- Interactive map of the Napa River Inn area

General information
- Type: Hotel
- Location: Napa Valley, California, U.S.
- Coordinates: 38°17′47″N 122°16′59″W﻿ / ﻿38.2964°N 122.2830°W
- Completed: 1884

= Napa River Inn =

Napa River Inn, in Napa Valley, California, is a historic hotel dating from 1884. It is located on the Napa River within part of the Historic Napa Mill, which is now also a commercial establishment with dining, shopping, spa treatments, and entertainment. The Inn is locally owned and operated by the same family that began the award-winning adaptive reuse project that opened in 1999.

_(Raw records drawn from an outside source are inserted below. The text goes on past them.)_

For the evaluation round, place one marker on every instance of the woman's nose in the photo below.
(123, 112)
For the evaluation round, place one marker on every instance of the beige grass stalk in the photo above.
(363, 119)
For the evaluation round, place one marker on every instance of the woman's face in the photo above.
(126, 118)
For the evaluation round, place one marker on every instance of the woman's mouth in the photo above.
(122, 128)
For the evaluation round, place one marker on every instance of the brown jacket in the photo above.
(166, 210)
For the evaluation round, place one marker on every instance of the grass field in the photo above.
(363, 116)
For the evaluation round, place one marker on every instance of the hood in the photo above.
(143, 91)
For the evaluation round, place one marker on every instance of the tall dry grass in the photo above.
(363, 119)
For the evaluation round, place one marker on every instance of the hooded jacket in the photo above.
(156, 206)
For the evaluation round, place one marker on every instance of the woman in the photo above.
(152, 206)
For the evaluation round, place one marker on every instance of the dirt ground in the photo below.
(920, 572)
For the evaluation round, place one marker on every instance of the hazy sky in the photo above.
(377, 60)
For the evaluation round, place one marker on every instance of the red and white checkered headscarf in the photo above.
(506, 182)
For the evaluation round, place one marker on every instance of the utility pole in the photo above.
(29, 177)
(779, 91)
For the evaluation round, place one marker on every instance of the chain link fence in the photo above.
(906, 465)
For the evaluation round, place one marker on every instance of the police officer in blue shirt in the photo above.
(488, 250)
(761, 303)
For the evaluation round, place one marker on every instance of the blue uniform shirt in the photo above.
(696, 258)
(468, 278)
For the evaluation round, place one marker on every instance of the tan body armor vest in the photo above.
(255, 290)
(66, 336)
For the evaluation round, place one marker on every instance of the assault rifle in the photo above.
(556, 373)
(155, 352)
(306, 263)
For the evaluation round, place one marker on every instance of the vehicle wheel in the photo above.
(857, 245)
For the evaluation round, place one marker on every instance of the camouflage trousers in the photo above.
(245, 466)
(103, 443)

The Hatt/Napa Mill building are the last vestiges of the industrial makeup of Napa from the 1800s through the 1970s. The buildings have local landmark status and National Register of Historic Places listings. In 1884 Captain Albert Hatt used the mill as a warehouse for serving local vineyards. The Napa River Inn was built inside the historic Napa mill building in the 1990s, "with interior design inspiration coming from the renowned Sandra Blake." Many historical components remain in the main building. Two additional buildings reflect the modern luxury aspects of today's aesthetics focusing on comfort and convenience for today's traveler. The Inn is located on the Napa River and is walkable distance to all of downtown Napa's winetasting rooms, restaurants and attractions, including the Oxbow Market and the Napa Valley Wine Train.

The inn was listed on the National Registry of the Historic Hotels of America in 2004.

While in 2012, approval to expand the hotel by 26 rooms, adding a third floor, was received. No work has been started to date.